Sena Voncujovi on Reclaiming Traditional African Medicine
The Ashinaga Africa Initiative is a leadership program to empower the next generation of African leaders. Graduates of the program are encouraged to return to their home countries and lead change in their communities.
Some AAI graduates pursue advanced degrees or start their jobs abroad, intending to lay a solid foundation for their careers and gain the necessary skills and expertise. Even while they are not physically on the continent, these young leaders are constantly preoccupied and invested in ways they can contribute to the growth of their countries from afar.
Recently, Mr. Sena Vancujovi talked about his engagement in the field of Western African spiritual practices to participants in an AAI graduate association online event called “Impacting the Continent from Abroad.” Mr. Vancujovi is currently working as an analyst at Development Reimagined (Beijing), specializing in global health, Africa-Japan relations, and Africa-China relations. He also works part-time as a traditional healer, keeping up a family tradition that his father passed down to him.
Mr. Vancujovi thinks of himself as an activist, striving for the political, economic, and spiritual decolonization of Africa and people of African descent. In Japan, he co-founded Jaspora, Tokyo’s largest African diaspora organization, which includes African-descent and Japanese business leaders, diplomats, change-makers, scholars, and more. He came up with the idea of Jaspora while working at Ashinaga, where he had the opportunity to participate in many Africa-related events. Mr. Vancujovi noticed that the narration was usually from a Western perspective. He thus felt the need to have more African voices to create opportunities and share resources for people of African descent and their allies in Japan. He believes this is going to lead to the kind of development that Africans want to see on their continent.

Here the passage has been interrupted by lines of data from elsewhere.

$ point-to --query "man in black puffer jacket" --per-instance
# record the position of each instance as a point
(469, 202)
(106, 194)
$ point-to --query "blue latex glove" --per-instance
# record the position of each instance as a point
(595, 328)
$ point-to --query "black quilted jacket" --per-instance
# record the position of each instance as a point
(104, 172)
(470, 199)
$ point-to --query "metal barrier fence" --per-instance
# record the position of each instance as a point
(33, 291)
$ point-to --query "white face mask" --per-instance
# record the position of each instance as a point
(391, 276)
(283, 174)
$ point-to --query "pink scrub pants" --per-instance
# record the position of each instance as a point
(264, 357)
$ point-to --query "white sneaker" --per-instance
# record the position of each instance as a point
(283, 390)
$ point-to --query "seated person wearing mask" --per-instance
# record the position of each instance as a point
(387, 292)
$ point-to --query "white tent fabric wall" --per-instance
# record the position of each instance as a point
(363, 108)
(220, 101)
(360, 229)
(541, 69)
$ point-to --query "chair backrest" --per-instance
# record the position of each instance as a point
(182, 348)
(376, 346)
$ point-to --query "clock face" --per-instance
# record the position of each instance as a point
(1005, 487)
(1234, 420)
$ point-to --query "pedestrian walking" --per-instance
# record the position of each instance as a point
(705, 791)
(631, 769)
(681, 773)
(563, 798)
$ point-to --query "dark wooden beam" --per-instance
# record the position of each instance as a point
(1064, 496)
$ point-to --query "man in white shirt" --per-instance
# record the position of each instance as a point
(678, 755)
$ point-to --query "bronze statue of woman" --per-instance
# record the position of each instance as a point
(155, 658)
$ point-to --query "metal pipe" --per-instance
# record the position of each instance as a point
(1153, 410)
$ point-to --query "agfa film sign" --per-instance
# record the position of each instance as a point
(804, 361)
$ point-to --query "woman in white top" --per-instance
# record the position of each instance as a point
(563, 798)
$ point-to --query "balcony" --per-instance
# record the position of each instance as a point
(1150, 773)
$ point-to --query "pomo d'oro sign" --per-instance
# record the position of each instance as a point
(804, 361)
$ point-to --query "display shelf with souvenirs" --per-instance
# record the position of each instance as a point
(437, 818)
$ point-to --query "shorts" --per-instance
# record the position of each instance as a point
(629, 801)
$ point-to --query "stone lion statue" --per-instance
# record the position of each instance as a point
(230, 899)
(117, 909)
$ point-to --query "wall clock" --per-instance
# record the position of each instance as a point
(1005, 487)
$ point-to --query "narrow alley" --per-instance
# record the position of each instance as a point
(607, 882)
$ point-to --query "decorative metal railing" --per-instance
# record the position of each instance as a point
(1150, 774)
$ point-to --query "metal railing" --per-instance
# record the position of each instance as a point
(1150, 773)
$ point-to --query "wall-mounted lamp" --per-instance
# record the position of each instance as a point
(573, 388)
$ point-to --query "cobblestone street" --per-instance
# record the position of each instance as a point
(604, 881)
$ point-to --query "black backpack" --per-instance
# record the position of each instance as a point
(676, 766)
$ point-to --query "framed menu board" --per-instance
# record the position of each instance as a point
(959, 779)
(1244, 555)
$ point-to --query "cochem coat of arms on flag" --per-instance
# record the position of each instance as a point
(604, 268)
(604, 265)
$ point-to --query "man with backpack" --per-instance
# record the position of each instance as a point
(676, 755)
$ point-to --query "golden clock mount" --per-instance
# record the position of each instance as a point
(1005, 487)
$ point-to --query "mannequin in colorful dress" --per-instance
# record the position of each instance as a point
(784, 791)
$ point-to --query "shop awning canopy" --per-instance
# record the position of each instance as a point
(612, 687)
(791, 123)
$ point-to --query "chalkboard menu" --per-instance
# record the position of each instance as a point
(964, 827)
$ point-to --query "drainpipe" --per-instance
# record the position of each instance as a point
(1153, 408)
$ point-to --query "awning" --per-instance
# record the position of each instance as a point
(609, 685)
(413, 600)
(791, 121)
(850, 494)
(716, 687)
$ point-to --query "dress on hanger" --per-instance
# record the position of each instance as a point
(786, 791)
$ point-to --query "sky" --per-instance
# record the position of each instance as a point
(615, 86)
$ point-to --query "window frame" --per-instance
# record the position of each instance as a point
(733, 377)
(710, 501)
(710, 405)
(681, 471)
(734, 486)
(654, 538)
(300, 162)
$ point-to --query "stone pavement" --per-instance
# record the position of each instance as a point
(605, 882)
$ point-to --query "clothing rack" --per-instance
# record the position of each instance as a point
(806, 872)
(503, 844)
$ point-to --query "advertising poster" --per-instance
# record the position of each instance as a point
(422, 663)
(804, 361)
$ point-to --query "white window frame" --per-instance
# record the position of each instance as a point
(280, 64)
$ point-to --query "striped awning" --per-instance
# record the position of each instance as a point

His other organization is Revodution, an initiative to digitally preserve and demystify the traditions of Ewe Vodu (commonly referred to as Voodoo). His mission is to educate the world about West African spiritual practices. Mr. Vancujovi recently graduated from Peking University, where he studied the modernized traditional Chinese medicine industry. With his knowledge, he hopes to learn how African countries can integrate traditional medicine and healers into their health care systems.
Mr. Vancujovi’s journey into studying and educating about African spiritualism was not easy. When he sought scholarship support, Western organizations were skeptical of his projects, labeling traditional medicine “unscientific and dangerous.” He eventually applied to a program in China, a country with a strong tradition in herbal medicine. He was admitted to the University of Beijing and won second prize for best thesis in African Studies.
Drawing from his personal experience, Mr. Vancujovi advised AAI students to never give up on their ambitions: “You will encounter a lot of failures. It’s important to think of who you surround yourself with; if you listen to the narrative saying that what you do is impossible, then that is what you will believe. However, if you put yourself into a supportive environment, it will push you forward.”